If extension loading reports `Cannot find module '@modelcontextprotocol/sdk/client/index.js'`, the extension runtime dependencies are not installed. Run:

```bash
cd /path/to/agent-skills/.pi/extensions
npm ci
```

The harnesses install separately — if a harness reports `Cannot find module 'yaml'` or `'@sinclair/typebox'`, run `npm ci` in `.pi/harnesses/` as well (or `just install` from the clone, which does both).

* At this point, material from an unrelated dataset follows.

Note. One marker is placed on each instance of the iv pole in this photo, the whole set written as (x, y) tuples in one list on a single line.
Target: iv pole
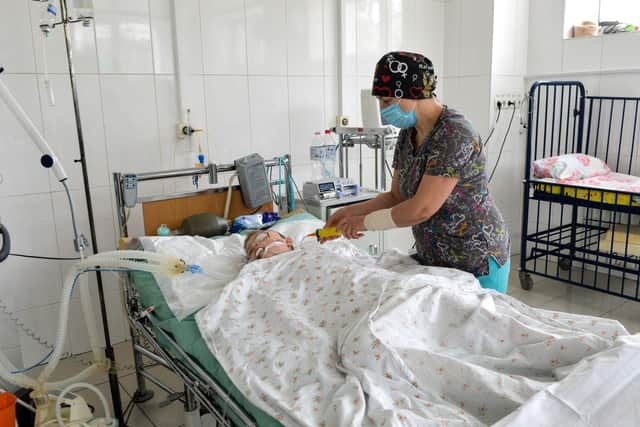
[(109, 353)]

Then run `/reload` or restart pi.

---

## Limitations

- Automatic skill loading depends on the underlying model's compliance with `AGENTS.md` rules.
- Prompt-template commands expand into instructions; they do not mechanically execute `/skill:<name>`. The pi-specific prompt templates therefore explicitly tell the agent which skills to load and follow.
- Windows without developer mode may not support symlinks — use the copy variant instead.
- Global `AGENTS.md` applies to every project when using the global-install alternative; pi concatenates context files, so this is usually additive, not destructive, but be aware of it.

---

## Recommended Workflow

Just use natural language:

- "Design a feature"
- "Plan this change"
- "Implement this"
- "Fix this bug"
- "Review this"

Or invoke lifecycle commands when you want the full workflow prompt:

- `/spec`
- `/plan`
- `/build`
- `/test`
- `/review`
- `/code-simplify`
- `/ship`

Or invoke individual skills directly when you want precise control:

- `/skill:spec-driven-development`
- `/skill:planning-and-task-breakdown`
- `/skill:incremental-implementation`
- `/skill:debugging-and-error-recovery`
- `/skill:code-review-and-quality`

---

## Summary

pi integration works by leveraging pi's **native** Agent Skills and prompt-template support:

- Symlink `skills/` into `.agents/skills/`
- Symlink `.pi/prompts/` into the target project's `.pi/prompts/`
- Install `@chankov/agent-skills` as a pi package for bundled `ask_user`, or install `pi-ask-user` separately for clone/symlink setup
- Let pi auto-load `AGENTS.md` from the repo root
- Use `/skill:<name>`, lifecycle commands like `/spec`, or natural language to trigger workflows

The result is a fully agent-driven, production-grade engineering workflow — with minimal setup: one symlink for this repo's skills, one symlink for lifecycle commands, plus bundled or separately installed `pi-ask-user` for interactive decision gating.